I spent the first week of my stay in a hostel in Jaffa. When it came to settle up, I was told that the management would not honour the price that they had quoted, because their rates depended on the dollar exchange rate. I began to get a little frustrated, but then my eyebrow was raised to its highest level of the week so far.
The lady behind the desk began to raise her voice, and point viciously. Thinking that this was not enough, she telephoned her manager, a woman who had appeared to me when I met her to be warm and gentle. My view changed when the receiver was passed to me, and she was in aggressive mid-flow, shouting threats, primarily offering to call the police. I decided to pay the bill, pack my bags, and leave them to it. But I couldn’t help feeling after the familiarity of that week that the women had come to think of me as a relative, perhaps a nephew, who tried cheekily to swindle his old aunts.
As my skin lapped up the Middle East sunshine, I flatter myself in thinking that I began to blend in. I was once nudged at a pedestrian crossing by a girl in her twenties who informed me, first in Hebrew and then in English, that my mouth was hanging open. It opened further on digesting what she had said, only then to broaden into a smile.

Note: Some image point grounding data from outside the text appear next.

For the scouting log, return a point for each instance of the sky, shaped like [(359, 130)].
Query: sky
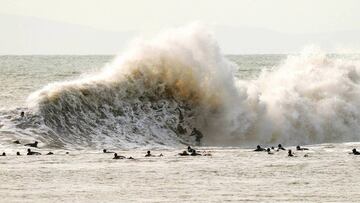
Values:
[(280, 26)]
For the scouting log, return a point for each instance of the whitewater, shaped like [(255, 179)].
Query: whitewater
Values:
[(151, 96), (155, 93)]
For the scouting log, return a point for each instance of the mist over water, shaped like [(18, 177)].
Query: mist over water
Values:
[(158, 91)]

There is also a sense of solidarity within the family unit. On Yom Hazikaron, the day of memorial for fallen Israeli soldiers, a siren went throughout the country at 11 o’clock. The wail reached me as I was typing in my fourth-floor flat in South Tel-Aviv, and I stopped to look out of the window. The junction below, usually heaving and hooting all day and night long, had come to a complete standstill. Drivers stood by their open doors, heads bowed. Up the road away from the City were scattered vehicles with their owners standing next to them. After two minutes, the wail came to an end, and normal business resumed.
It did not take a great deal of effort on my part to be taken into the family. I was given access to relevant spokesmen when I was writing a piece based on my perception of Middle East reporting by British correspondents. I sat across a desk from, and interviewed the Israel Defense Force’s chief foreign spokesman, and held a 45 minute-long telephone conversation with the head of the government press office, because their respective staff had deemed it worthwhile based on the questions I had asked them on calling the offices in Jerusalem and Tel Aviv.

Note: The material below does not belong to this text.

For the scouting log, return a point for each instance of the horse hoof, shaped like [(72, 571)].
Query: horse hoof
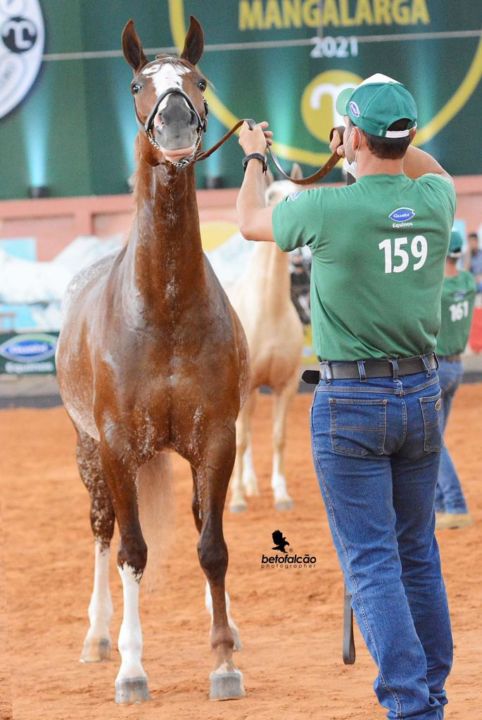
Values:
[(238, 645), (96, 650), (134, 690), (226, 685), (283, 505), (240, 506)]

I spent my penultimate day in the country touring its capital city and political, social, cultural and religious melting pot. It began with breakfast at the religious seminary (orthodox) at which two of my school friends had been studying intensely for the year. Some of its older, post-university residents were keen to find out my background during the meal. One who had been sitting behind listening to the conversation, introduced himself afterwards and asked what I would be doing on my return to Israel. ‘Will you return [to the UK] and be an advocate for Israel?’

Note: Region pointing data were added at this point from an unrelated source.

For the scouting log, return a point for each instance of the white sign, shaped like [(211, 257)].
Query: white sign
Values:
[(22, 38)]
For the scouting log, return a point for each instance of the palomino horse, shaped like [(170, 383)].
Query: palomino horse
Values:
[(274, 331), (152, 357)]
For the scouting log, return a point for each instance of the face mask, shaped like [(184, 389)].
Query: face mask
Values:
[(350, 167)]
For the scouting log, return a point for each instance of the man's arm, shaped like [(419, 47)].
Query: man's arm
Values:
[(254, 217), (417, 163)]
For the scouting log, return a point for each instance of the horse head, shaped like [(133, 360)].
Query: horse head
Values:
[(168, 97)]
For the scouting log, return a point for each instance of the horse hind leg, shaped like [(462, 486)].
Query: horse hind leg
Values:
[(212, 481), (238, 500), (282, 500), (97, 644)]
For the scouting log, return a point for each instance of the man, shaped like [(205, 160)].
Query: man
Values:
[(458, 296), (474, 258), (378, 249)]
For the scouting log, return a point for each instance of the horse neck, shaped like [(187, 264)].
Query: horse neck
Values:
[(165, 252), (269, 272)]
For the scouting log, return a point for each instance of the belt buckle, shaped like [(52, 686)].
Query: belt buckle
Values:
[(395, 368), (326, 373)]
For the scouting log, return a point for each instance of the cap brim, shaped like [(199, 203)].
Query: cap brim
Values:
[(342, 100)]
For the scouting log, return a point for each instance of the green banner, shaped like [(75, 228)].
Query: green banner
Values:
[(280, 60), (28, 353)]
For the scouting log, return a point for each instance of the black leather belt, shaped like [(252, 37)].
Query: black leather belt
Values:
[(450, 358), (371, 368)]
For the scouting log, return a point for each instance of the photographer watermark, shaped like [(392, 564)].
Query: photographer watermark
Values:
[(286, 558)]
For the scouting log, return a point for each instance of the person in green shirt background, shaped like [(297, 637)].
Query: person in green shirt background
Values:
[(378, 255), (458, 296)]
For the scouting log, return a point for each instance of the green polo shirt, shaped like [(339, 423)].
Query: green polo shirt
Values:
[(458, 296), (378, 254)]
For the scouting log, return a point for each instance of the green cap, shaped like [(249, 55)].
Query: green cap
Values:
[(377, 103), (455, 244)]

Later that day I dozed off on a bench in the rose garden in front of the Israeli Parliament, the Knesset. I was awoken with a jump by a bird who decided to aim at me from a branch above. Although I shall continue to be fascinated by the region, I think I shall leave the advocacy to the experts. I don’t wish to sound like I had a bad experience and hold a grudge. I suppose it was just an argument with the folks. I shall get over it.